Avant, pour les vacances, on rêvait de longues plages de sable blanc ou de piscines au bleu californien. Désormais, on ne jurerait plus que par le "retour à la ferme". En tout cas si l'on en croit les réseaux sociaux. Car la star des hashtags post-confinement porte un nom qui peut sembler barbare mais résume tout des obsessions de notre époque : cottagecore. "Cottage" comme petite maison de campagne et "core", suffixe que l'on adjoint à toute tendance émergente (le normcore, par exemple, ou le hardcore, jadis).
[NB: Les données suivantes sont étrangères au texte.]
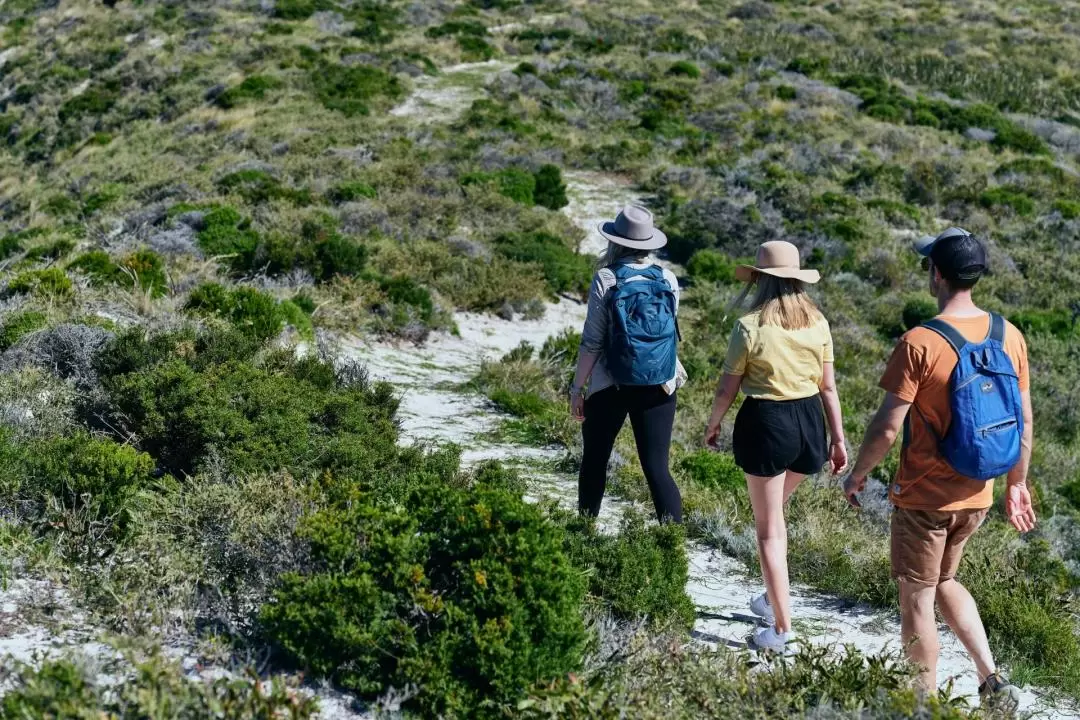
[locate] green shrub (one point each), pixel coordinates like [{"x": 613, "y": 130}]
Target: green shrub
[
  {"x": 1068, "y": 208},
  {"x": 475, "y": 49},
  {"x": 917, "y": 311},
  {"x": 251, "y": 311},
  {"x": 565, "y": 270},
  {"x": 685, "y": 69},
  {"x": 716, "y": 471},
  {"x": 81, "y": 488},
  {"x": 50, "y": 283},
  {"x": 466, "y": 595},
  {"x": 1010, "y": 197},
  {"x": 1056, "y": 322},
  {"x": 550, "y": 188},
  {"x": 351, "y": 90},
  {"x": 319, "y": 249},
  {"x": 192, "y": 397},
  {"x": 642, "y": 571},
  {"x": 253, "y": 87},
  {"x": 349, "y": 191},
  {"x": 156, "y": 688},
  {"x": 258, "y": 186},
  {"x": 514, "y": 184},
  {"x": 402, "y": 289},
  {"x": 18, "y": 325},
  {"x": 227, "y": 234},
  {"x": 712, "y": 267},
  {"x": 143, "y": 268},
  {"x": 1071, "y": 493},
  {"x": 51, "y": 252}
]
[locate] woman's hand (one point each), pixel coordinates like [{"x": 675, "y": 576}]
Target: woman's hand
[
  {"x": 713, "y": 434},
  {"x": 838, "y": 457},
  {"x": 578, "y": 405}
]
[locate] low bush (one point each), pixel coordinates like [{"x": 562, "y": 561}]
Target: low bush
[
  {"x": 917, "y": 311},
  {"x": 253, "y": 87},
  {"x": 18, "y": 325},
  {"x": 517, "y": 185},
  {"x": 247, "y": 309},
  {"x": 464, "y": 595},
  {"x": 319, "y": 249},
  {"x": 639, "y": 572},
  {"x": 564, "y": 270},
  {"x": 712, "y": 267},
  {"x": 685, "y": 69},
  {"x": 50, "y": 252},
  {"x": 352, "y": 91},
  {"x": 152, "y": 688},
  {"x": 228, "y": 235},
  {"x": 50, "y": 283},
  {"x": 188, "y": 398},
  {"x": 144, "y": 269},
  {"x": 716, "y": 471},
  {"x": 347, "y": 192},
  {"x": 550, "y": 190},
  {"x": 1056, "y": 322},
  {"x": 258, "y": 187},
  {"x": 80, "y": 489}
]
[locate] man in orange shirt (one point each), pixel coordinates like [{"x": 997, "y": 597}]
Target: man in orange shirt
[{"x": 936, "y": 508}]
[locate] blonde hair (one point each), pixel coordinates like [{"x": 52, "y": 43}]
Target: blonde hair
[
  {"x": 615, "y": 253},
  {"x": 780, "y": 301}
]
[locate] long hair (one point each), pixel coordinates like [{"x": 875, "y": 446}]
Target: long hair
[
  {"x": 780, "y": 301},
  {"x": 616, "y": 253}
]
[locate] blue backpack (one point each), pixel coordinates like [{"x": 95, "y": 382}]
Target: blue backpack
[
  {"x": 984, "y": 438},
  {"x": 643, "y": 334}
]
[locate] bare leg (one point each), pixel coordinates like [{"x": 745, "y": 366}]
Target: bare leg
[
  {"x": 961, "y": 613},
  {"x": 767, "y": 498},
  {"x": 792, "y": 481},
  {"x": 919, "y": 629}
]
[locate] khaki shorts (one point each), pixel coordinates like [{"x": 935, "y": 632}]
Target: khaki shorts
[{"x": 927, "y": 545}]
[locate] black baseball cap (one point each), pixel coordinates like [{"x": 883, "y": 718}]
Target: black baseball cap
[{"x": 956, "y": 253}]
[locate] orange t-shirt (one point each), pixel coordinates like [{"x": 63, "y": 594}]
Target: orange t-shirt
[{"x": 919, "y": 372}]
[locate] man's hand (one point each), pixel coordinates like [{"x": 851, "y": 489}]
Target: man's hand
[
  {"x": 853, "y": 486},
  {"x": 1018, "y": 507},
  {"x": 578, "y": 406},
  {"x": 712, "y": 434},
  {"x": 838, "y": 457}
]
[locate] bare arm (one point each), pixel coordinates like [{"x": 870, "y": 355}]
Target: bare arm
[
  {"x": 726, "y": 393},
  {"x": 1018, "y": 498},
  {"x": 878, "y": 440},
  {"x": 837, "y": 450}
]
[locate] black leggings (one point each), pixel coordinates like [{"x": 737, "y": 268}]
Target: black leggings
[{"x": 651, "y": 415}]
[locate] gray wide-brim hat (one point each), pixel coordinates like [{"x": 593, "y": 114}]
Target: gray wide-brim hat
[{"x": 633, "y": 228}]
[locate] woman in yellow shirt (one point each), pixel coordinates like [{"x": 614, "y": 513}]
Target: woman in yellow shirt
[{"x": 781, "y": 356}]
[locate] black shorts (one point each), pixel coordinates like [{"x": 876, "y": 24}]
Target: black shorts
[{"x": 774, "y": 436}]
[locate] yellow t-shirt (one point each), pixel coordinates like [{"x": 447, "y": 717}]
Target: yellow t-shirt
[{"x": 778, "y": 364}]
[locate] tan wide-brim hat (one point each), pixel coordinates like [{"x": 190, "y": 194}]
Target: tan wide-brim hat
[
  {"x": 778, "y": 258},
  {"x": 633, "y": 228}
]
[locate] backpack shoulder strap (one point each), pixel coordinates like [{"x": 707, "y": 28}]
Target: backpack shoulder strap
[
  {"x": 952, "y": 336},
  {"x": 997, "y": 328}
]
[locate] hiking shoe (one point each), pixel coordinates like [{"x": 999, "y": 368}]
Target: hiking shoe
[
  {"x": 759, "y": 606},
  {"x": 768, "y": 639},
  {"x": 999, "y": 695}
]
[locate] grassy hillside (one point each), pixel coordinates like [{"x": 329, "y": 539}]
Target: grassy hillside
[{"x": 186, "y": 188}]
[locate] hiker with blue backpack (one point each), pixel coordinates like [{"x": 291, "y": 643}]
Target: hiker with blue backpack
[
  {"x": 957, "y": 391},
  {"x": 628, "y": 364},
  {"x": 781, "y": 357}
]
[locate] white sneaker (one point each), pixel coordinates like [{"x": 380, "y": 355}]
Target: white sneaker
[
  {"x": 769, "y": 639},
  {"x": 759, "y": 606}
]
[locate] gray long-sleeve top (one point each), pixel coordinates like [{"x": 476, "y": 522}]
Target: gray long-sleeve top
[{"x": 596, "y": 326}]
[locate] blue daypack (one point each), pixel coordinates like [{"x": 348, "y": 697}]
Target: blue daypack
[
  {"x": 983, "y": 440},
  {"x": 643, "y": 334}
]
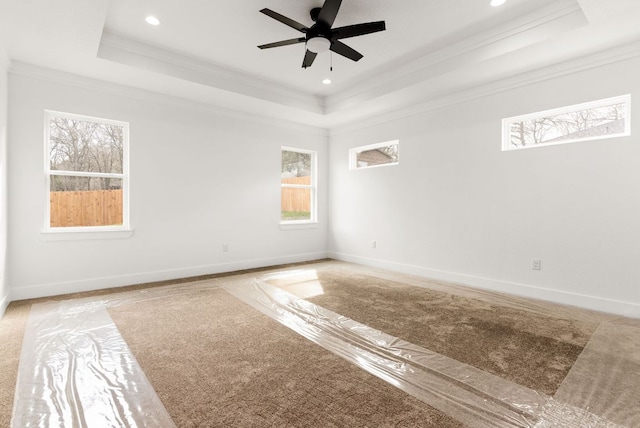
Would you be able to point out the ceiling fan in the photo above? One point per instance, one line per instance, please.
(320, 37)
Sous cette appellation rugueuse se cache une esthétique qui ne cesse de prendre de l'ampleur et qui se caractérise par la célébration d'une vie campagnarde (quelque peu) idéalisée. Sur Instagram ou TikTok, on trouve donc du cottagecore à toutes les sauces et sur tous les tons : jeunes femmes en robe de bure ou de coton d'inspiration victorienne – la styliste Batsheva Hay en est le fer de lance (lire aussi p. 58) –, jeunes femmes batifolant dans les champs, les fleurs, au milieu des animaux, convoquant veaux, vaches, cochons ou chevaux et moutons.

Dans la guerre symbolique qui oppose la 5G aux amish, ce sont clairement les amish qui ont gagné !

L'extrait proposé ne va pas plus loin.